Perché il Milan con il secondo fatturato in Italia spende meno di altri club sul mercato?

“Perché ha un parco giocatori costosissimo (per quanto in gran parte obsoleto). La politica dei parametri zero porta inevitabilmente a questo”.

 

Sono emerse tante voci sulla possibile cessione di quote del Milan. Per ultime quelle su Carlos Slim e sull’ipotesi che Berlusconi apra persino all’azionariato popolare. Qual è la situazione in questo momento?

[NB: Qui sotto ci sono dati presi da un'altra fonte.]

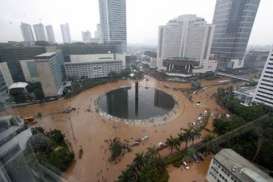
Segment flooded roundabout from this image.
[95,82,178,124]
[9,77,229,182]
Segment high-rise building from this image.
[21,23,35,42]
[82,30,92,42]
[99,0,127,51]
[158,15,214,68]
[61,23,71,43]
[95,24,103,43]
[211,0,260,69]
[46,25,56,43]
[253,50,273,107]
[33,23,47,41]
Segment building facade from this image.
[46,25,56,43]
[99,0,127,51]
[21,23,35,42]
[82,31,92,43]
[158,15,214,70]
[244,50,269,70]
[34,51,64,97]
[20,59,39,83]
[0,46,46,82]
[211,0,260,69]
[253,50,273,107]
[207,149,273,182]
[33,23,47,41]
[61,23,71,43]
[65,54,122,80]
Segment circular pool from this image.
[97,84,175,120]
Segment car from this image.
[131,142,140,147]
[141,136,149,141]
[157,142,167,150]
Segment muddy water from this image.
[8,78,232,182]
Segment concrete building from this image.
[0,62,13,87]
[34,51,64,97]
[207,149,273,182]
[244,50,269,70]
[82,30,92,43]
[158,15,214,72]
[65,54,122,79]
[211,0,260,70]
[99,0,127,51]
[58,42,122,62]
[253,49,273,107]
[46,25,56,43]
[0,63,13,103]
[61,23,71,43]
[21,23,35,42]
[20,59,39,83]
[0,46,46,82]
[233,87,256,106]
[33,23,47,41]
[95,24,103,43]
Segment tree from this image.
[166,136,180,153]
[118,149,169,182]
[47,129,65,145]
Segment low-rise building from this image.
[34,51,64,97]
[207,149,273,182]
[64,54,121,80]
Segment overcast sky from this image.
[0,0,273,45]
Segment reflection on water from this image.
[98,84,175,119]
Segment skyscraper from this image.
[254,49,273,107]
[46,25,56,43]
[212,0,260,69]
[99,0,127,51]
[61,23,71,43]
[158,15,214,67]
[95,24,103,43]
[21,23,35,42]
[33,23,47,41]
[82,31,92,42]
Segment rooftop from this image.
[234,87,256,97]
[34,52,56,59]
[9,82,28,90]
[214,149,273,182]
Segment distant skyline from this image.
[0,0,273,45]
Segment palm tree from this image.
[166,136,177,153]
[183,129,191,148]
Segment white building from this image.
[95,24,103,43]
[46,25,56,43]
[157,15,214,72]
[0,62,13,103]
[82,30,92,43]
[21,23,35,42]
[99,0,127,51]
[0,62,13,87]
[64,54,122,79]
[33,23,47,41]
[61,23,71,43]
[253,50,273,107]
[19,59,39,83]
[34,51,64,97]
[207,149,273,182]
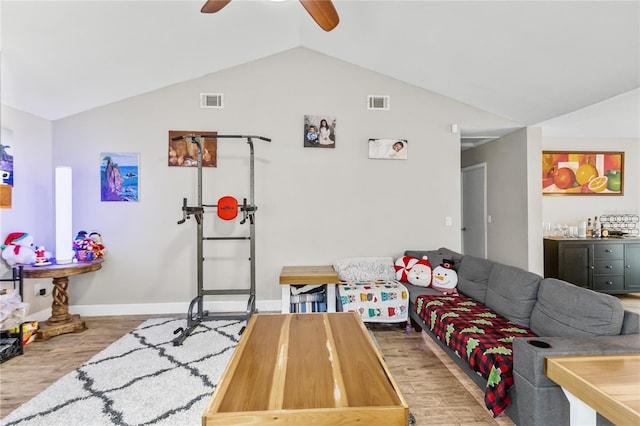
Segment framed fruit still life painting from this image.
[542,151,624,195]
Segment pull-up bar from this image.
[171,134,271,346]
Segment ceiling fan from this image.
[200,0,340,31]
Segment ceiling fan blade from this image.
[200,0,231,13]
[300,0,340,31]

“Berlusconi ha in mento la seguente ipotesi: cessione di quote minoritarie a un imprenditore straniero (ma chi darebbe 300 milioni per il 30% del Milan?), poi azionariato popolare (ma servirebbero 100 mila tifosi che investano 1000 euro a testa, difficile…). Insomma, un progetto piuttosto improbabile. Al momento B non intende vendere. Tra qualche mese, si vedrà”.

 

In generale pensa che sia venuto il momento che Silvio Berlusconi e la sua famiglia lascino progressivamente le redini del club? Perché continuare a tenere un asset per il quale lo stesso Cavaliere si è lamentato di spendere molti soldi ogni anno?

“Credo che Berlusconi abbia una percezione distorta della realtà Milan attuale. Qualche mese fa pensava di organizzare sfide Milan A-Milan B a San Siro e di coinvolgere molti tifosi. Mi pare un segnale di come non abbia il polso dei sostenitori in questo momento”.

 

Come giudica sino a qui l’operato di Barbara Berlusconi?

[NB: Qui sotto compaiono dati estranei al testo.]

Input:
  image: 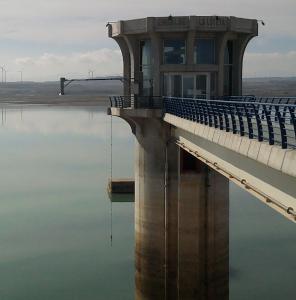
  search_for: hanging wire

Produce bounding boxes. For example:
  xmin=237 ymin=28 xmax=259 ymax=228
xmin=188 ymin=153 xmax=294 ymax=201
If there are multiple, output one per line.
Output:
xmin=110 ymin=115 xmax=113 ymax=247
xmin=110 ymin=115 xmax=113 ymax=182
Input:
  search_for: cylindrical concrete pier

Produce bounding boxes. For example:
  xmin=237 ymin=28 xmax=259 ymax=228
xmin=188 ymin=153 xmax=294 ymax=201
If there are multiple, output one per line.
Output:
xmin=135 ymin=119 xmax=167 ymax=300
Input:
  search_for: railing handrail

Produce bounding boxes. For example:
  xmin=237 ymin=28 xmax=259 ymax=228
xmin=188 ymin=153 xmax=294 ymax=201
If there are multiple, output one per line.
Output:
xmin=163 ymin=97 xmax=296 ymax=107
xmin=163 ymin=97 xmax=296 ymax=149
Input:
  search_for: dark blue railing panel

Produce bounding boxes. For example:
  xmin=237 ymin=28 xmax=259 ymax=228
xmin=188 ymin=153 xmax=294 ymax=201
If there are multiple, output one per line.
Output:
xmin=163 ymin=96 xmax=296 ymax=149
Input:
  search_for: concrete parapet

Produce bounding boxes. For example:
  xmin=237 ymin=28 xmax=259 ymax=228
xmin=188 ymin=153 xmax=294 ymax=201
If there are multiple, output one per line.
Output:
xmin=164 ymin=114 xmax=296 ymax=177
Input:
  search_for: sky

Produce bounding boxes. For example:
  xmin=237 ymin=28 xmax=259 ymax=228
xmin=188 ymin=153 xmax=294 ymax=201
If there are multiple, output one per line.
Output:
xmin=0 ymin=0 xmax=296 ymax=81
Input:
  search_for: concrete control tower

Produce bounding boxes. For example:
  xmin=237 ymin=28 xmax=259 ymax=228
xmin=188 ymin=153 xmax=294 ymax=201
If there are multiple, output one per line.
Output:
xmin=109 ymin=16 xmax=258 ymax=98
xmin=108 ymin=16 xmax=258 ymax=300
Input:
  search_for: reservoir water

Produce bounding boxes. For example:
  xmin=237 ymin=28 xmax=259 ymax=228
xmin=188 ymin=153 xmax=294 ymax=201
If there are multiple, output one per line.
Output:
xmin=0 ymin=107 xmax=296 ymax=300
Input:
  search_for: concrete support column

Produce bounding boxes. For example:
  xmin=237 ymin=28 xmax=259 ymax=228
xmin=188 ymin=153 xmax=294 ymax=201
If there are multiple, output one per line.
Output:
xmin=233 ymin=34 xmax=254 ymax=96
xmin=150 ymin=33 xmax=163 ymax=96
xmin=165 ymin=142 xmax=179 ymax=300
xmin=186 ymin=30 xmax=196 ymax=65
xmin=178 ymin=150 xmax=229 ymax=300
xmin=115 ymin=38 xmax=131 ymax=96
xmin=135 ymin=119 xmax=168 ymax=300
xmin=124 ymin=36 xmax=140 ymax=95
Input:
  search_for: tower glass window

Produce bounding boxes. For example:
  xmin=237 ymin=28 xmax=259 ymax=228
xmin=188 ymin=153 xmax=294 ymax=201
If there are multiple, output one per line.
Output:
xmin=140 ymin=40 xmax=153 ymax=96
xmin=194 ymin=39 xmax=215 ymax=64
xmin=164 ymin=40 xmax=186 ymax=64
xmin=224 ymin=41 xmax=233 ymax=96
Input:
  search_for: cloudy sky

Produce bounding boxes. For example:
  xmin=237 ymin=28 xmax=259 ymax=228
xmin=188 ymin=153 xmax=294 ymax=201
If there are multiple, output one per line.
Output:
xmin=0 ymin=0 xmax=296 ymax=81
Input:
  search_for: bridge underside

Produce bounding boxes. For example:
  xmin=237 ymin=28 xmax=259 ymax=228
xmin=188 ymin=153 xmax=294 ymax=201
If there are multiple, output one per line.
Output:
xmin=164 ymin=114 xmax=296 ymax=222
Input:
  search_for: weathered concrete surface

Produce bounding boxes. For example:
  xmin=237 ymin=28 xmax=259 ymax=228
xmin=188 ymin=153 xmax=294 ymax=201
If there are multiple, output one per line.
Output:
xmin=178 ymin=150 xmax=229 ymax=300
xmin=165 ymin=115 xmax=296 ymax=222
xmin=164 ymin=114 xmax=296 ymax=177
xmin=135 ymin=118 xmax=168 ymax=300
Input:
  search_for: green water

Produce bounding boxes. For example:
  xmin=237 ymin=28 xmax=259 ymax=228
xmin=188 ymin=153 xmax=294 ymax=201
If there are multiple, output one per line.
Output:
xmin=0 ymin=108 xmax=296 ymax=300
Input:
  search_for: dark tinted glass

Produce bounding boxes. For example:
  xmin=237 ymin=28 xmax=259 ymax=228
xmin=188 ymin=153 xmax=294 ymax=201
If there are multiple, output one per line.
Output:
xmin=164 ymin=40 xmax=185 ymax=64
xmin=194 ymin=39 xmax=215 ymax=64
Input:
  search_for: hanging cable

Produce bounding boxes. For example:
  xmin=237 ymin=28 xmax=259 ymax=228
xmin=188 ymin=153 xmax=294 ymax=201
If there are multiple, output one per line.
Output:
xmin=110 ymin=115 xmax=113 ymax=247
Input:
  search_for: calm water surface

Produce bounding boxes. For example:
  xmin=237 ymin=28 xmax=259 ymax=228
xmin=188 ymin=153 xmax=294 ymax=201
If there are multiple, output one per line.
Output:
xmin=0 ymin=108 xmax=296 ymax=300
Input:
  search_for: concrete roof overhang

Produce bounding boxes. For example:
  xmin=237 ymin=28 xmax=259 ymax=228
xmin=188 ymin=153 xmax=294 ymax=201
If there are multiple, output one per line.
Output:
xmin=108 ymin=16 xmax=258 ymax=37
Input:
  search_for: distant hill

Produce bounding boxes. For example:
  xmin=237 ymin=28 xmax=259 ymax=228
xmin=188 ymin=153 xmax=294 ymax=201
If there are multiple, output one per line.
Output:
xmin=243 ymin=77 xmax=296 ymax=97
xmin=0 ymin=77 xmax=296 ymax=105
xmin=0 ymin=81 xmax=123 ymax=105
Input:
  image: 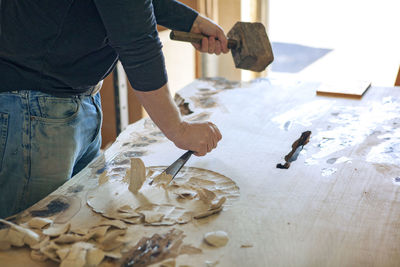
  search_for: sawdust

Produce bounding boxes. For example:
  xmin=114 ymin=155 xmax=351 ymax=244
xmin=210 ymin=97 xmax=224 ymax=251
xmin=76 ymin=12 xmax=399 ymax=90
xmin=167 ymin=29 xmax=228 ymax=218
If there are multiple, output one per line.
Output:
xmin=87 ymin=159 xmax=239 ymax=226
xmin=0 ymin=160 xmax=239 ymax=267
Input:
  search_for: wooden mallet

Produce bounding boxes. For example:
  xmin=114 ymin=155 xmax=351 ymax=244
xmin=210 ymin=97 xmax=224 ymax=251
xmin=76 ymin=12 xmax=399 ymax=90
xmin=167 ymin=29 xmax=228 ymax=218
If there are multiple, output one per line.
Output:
xmin=170 ymin=22 xmax=274 ymax=72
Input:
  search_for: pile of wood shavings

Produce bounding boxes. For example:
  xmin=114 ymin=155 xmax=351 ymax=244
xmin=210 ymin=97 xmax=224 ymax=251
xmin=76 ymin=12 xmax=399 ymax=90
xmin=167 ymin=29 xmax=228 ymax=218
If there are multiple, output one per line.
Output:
xmin=87 ymin=158 xmax=239 ymax=226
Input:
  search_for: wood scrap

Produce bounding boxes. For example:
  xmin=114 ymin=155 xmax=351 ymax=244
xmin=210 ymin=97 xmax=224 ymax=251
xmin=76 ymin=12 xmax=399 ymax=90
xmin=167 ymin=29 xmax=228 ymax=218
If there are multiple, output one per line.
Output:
xmin=43 ymin=223 xmax=71 ymax=237
xmin=28 ymin=217 xmax=53 ymax=229
xmin=86 ymin=248 xmax=106 ymax=266
xmin=0 ymin=219 xmax=40 ymax=247
xmin=129 ymin=158 xmax=146 ymax=194
xmin=87 ymin=167 xmax=239 ymax=225
xmin=204 ymin=231 xmax=229 ymax=247
xmin=31 ymin=249 xmax=48 ymax=261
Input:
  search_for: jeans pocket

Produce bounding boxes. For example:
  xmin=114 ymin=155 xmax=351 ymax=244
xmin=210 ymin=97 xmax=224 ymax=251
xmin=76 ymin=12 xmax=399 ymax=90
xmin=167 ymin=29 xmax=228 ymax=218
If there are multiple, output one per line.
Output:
xmin=0 ymin=113 xmax=8 ymax=171
xmin=32 ymin=96 xmax=80 ymax=123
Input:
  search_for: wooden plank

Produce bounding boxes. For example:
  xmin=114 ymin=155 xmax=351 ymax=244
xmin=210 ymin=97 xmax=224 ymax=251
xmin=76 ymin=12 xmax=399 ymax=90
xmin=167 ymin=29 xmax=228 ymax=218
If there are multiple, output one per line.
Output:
xmin=317 ymin=80 xmax=371 ymax=98
xmin=0 ymin=79 xmax=400 ymax=266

“Ingiudicabile. Il marketing è una branca quasi impossibile da valutare. Di sicuro ha a cuore il Milan e non può fare quello che vorrebbe. Ma, in ultima analisi, le decisioni importanti spetteranno solo e sempre al padre, senza contare la difficile situazione tra fratelli”.

 

Da quali giocatori deve ripartire il Milan il prossimo anno? Quali invece vanno assolutamente ceduti?

“I nomi da cui ripartire non mancano: Bonaventura, de Sciglio, Honda, cerci, Rami, Antonelli. Invece chiuderei con i soliti noti: Muntari, Essien, Pazzini, De Jong, Mexes. In forte dubbio anche Poli e Menez, malgrado i gol: condiziona troppo il gioco della squadra”.

 

Che fine hanno fatto i 100 giovani che stava seguendo il club e di cui Berlusconi parlò in una sua trasmissione (la stessa in cui definì Balotelli una mela marcia)? Affermazioni così non rappresentano una delle tante prese in giro verso la tifoseria dopo i teatrini delle cessioni di Kakà, Thiago Silva, Ibra e le varie dichiarazioni relative ad una competitività che la squadra in realtà non ha?

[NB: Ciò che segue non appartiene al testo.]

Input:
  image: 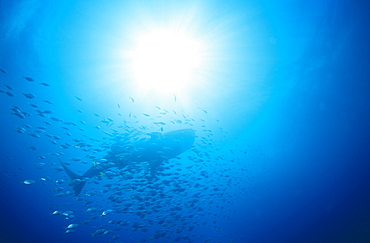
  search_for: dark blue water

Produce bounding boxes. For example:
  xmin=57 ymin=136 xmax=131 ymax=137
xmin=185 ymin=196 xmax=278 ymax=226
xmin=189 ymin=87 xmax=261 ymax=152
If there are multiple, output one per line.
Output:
xmin=0 ymin=0 xmax=370 ymax=243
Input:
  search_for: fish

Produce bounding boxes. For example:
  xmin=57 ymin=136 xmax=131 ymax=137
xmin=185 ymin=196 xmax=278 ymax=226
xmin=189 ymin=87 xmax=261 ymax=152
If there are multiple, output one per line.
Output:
xmin=57 ymin=129 xmax=195 ymax=196
xmin=23 ymin=76 xmax=35 ymax=82
xmin=23 ymin=93 xmax=36 ymax=99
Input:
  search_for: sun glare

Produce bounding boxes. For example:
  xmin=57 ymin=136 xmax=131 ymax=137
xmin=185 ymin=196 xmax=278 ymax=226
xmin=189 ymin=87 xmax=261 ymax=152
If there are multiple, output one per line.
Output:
xmin=132 ymin=29 xmax=202 ymax=93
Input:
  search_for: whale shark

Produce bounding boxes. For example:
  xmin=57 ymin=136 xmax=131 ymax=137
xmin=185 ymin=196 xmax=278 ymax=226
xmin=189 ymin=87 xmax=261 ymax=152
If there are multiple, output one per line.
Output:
xmin=57 ymin=129 xmax=195 ymax=196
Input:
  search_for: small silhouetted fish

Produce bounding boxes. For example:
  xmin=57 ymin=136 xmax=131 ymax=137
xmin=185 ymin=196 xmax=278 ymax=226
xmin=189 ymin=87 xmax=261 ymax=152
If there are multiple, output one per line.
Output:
xmin=23 ymin=180 xmax=35 ymax=185
xmin=4 ymin=84 xmax=13 ymax=90
xmin=23 ymin=76 xmax=35 ymax=82
xmin=5 ymin=91 xmax=15 ymax=97
xmin=23 ymin=93 xmax=36 ymax=99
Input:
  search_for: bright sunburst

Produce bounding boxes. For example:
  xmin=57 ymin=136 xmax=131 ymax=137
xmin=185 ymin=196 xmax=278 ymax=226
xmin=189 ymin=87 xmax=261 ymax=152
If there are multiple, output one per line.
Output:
xmin=131 ymin=29 xmax=203 ymax=93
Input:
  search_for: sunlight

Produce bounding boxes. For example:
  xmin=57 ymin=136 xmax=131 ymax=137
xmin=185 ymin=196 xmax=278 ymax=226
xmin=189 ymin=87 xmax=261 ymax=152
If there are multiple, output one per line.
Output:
xmin=131 ymin=29 xmax=202 ymax=93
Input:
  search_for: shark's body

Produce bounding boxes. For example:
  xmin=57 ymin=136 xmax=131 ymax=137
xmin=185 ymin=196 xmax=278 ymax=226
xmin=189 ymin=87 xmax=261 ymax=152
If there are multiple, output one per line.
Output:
xmin=60 ymin=129 xmax=195 ymax=195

“Il punto è proprio questo: malgrado sia stato il più grande presidente del Milan, oggi la maggior parte dei tifosi non crede più alle promesse di B. Dovrebbe chiedersi perché…”

 

Perché grandi ex come Paolo Maldini non fanno parte del Milan?

“La stessa domanda potrebbero porsela alla Juve con Del Piero. Ci sono ex giocatori che chiudono male il loro rapporto con la dirigenza, e in questi casi restano a spasso fin quando non cambia la dirigenza”.